If we assume that Time based OTP generates the OTP using the hash function like SHA-3. Then, the generated OTP would Hash(Secret, Shared time)
.
We want a shortened string rather than a full hash string, so truncation is needed.
But that hash function is not reversible. Attackers cannot predict the next OTP based on the current OTP.
Then, why not use the OTP from just the first 6-8 digits from the hash? Why do we need the sophisticated truncation algorithms in RFC 6238 (https://www.rfc-editor.org/info/rfc6238)?
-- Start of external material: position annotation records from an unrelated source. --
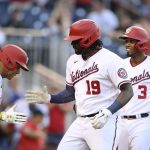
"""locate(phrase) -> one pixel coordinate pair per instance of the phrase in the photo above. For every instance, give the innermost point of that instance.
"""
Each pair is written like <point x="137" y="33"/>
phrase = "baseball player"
<point x="136" y="114"/>
<point x="12" y="59"/>
<point x="97" y="80"/>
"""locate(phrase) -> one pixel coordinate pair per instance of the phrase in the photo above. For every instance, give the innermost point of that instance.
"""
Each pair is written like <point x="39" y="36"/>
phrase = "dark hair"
<point x="97" y="43"/>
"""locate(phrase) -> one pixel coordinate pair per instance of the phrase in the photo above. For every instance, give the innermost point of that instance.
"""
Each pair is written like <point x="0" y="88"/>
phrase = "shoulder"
<point x="72" y="58"/>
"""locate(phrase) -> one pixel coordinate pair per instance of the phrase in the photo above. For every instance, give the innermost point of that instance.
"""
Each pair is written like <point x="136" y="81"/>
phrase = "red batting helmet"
<point x="138" y="33"/>
<point x="86" y="30"/>
<point x="11" y="55"/>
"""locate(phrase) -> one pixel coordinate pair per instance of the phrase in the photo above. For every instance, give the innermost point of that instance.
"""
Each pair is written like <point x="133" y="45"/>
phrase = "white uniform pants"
<point x="82" y="136"/>
<point x="135" y="134"/>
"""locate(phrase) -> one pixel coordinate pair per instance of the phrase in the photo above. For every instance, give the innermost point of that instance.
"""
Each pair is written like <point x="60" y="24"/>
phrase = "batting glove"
<point x="40" y="96"/>
<point x="11" y="116"/>
<point x="99" y="120"/>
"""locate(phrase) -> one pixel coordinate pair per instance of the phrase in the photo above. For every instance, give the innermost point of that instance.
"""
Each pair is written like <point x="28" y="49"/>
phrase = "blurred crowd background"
<point x="39" y="26"/>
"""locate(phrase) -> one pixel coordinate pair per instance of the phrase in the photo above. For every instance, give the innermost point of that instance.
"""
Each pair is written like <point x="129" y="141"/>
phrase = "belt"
<point x="90" y="115"/>
<point x="143" y="115"/>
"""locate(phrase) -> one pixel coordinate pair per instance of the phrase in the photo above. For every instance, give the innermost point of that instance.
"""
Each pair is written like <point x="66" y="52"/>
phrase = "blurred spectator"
<point x="62" y="15"/>
<point x="104" y="17"/>
<point x="32" y="136"/>
<point x="15" y="18"/>
<point x="6" y="133"/>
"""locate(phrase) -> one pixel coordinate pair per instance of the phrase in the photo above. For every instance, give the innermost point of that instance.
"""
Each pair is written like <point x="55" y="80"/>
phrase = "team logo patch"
<point x="122" y="73"/>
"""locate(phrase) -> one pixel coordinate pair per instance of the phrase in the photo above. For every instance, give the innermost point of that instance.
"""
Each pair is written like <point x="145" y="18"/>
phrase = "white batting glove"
<point x="11" y="116"/>
<point x="100" y="119"/>
<point x="40" y="96"/>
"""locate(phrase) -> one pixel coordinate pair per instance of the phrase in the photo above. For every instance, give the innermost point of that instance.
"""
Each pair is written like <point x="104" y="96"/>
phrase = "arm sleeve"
<point x="65" y="96"/>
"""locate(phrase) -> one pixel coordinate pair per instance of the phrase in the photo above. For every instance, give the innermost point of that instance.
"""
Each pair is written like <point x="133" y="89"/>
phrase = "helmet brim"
<point x="123" y="37"/>
<point x="72" y="38"/>
<point x="23" y="66"/>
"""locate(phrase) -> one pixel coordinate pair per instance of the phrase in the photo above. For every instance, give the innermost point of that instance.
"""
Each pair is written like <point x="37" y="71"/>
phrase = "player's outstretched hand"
<point x="99" y="120"/>
<point x="39" y="96"/>
<point x="11" y="116"/>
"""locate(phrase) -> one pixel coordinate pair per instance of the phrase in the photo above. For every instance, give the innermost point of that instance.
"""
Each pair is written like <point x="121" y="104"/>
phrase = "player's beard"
<point x="128" y="54"/>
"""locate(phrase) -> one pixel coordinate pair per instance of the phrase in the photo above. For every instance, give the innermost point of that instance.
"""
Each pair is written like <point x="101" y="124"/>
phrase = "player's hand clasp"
<point x="100" y="119"/>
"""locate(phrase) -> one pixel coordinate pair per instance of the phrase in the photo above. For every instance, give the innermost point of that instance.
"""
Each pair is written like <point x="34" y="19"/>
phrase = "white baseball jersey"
<point x="140" y="79"/>
<point x="96" y="80"/>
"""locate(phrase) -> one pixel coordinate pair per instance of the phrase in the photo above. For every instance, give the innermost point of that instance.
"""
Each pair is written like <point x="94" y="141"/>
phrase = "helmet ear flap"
<point x="8" y="63"/>
<point x="139" y="46"/>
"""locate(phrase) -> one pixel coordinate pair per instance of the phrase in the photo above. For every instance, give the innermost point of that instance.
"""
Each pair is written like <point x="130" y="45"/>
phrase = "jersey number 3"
<point x="93" y="87"/>
<point x="143" y="90"/>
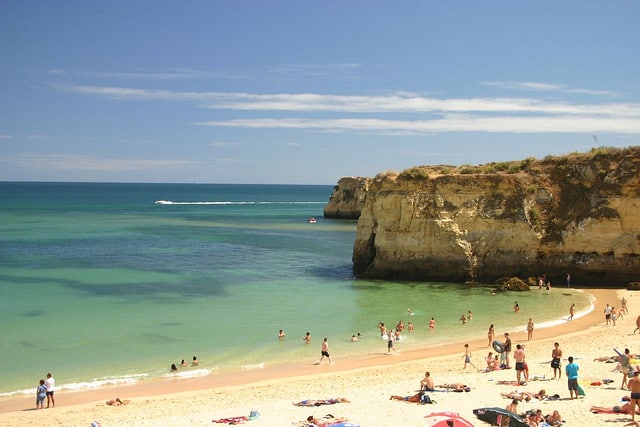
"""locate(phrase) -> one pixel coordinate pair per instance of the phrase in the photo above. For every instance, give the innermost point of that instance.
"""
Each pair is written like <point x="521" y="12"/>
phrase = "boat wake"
<point x="169" y="202"/>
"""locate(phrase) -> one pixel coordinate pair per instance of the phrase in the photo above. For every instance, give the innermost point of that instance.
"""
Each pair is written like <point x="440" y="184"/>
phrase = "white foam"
<point x="253" y="367"/>
<point x="169" y="202"/>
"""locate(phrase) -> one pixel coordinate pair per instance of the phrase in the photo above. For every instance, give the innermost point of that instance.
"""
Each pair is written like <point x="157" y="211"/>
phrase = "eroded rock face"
<point x="348" y="198"/>
<point x="578" y="214"/>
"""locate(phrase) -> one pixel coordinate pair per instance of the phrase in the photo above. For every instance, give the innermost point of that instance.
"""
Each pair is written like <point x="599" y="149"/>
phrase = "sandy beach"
<point x="368" y="384"/>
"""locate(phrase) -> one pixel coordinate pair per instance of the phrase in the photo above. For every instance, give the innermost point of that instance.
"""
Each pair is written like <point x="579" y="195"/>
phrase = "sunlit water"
<point x="101" y="285"/>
They hashed and extract the OTP as below:
byte[] hash = hmac_sha(crypto, k, msg);
// put selected bytes into result int
int offset = hash[hash.length - 1] & 0xf;
int binary =
((hash[offset] & 0x7f) << 24) |
((hash[offset + 1] & 0xff) << 16) |
((hash[offset + 2] & 0xff) << 8) |
(hash[offset + 3] & 0xff);
int otp = binary % DIGITS_POWER[codeDigits];
result = Integer.toString(otp);
while (result.length() < codeDigits) {
result = "0" + result;
}
return result;
Why do we need the process starting from offset?
I want to know the reason why they did not use just MSBs of the hash output.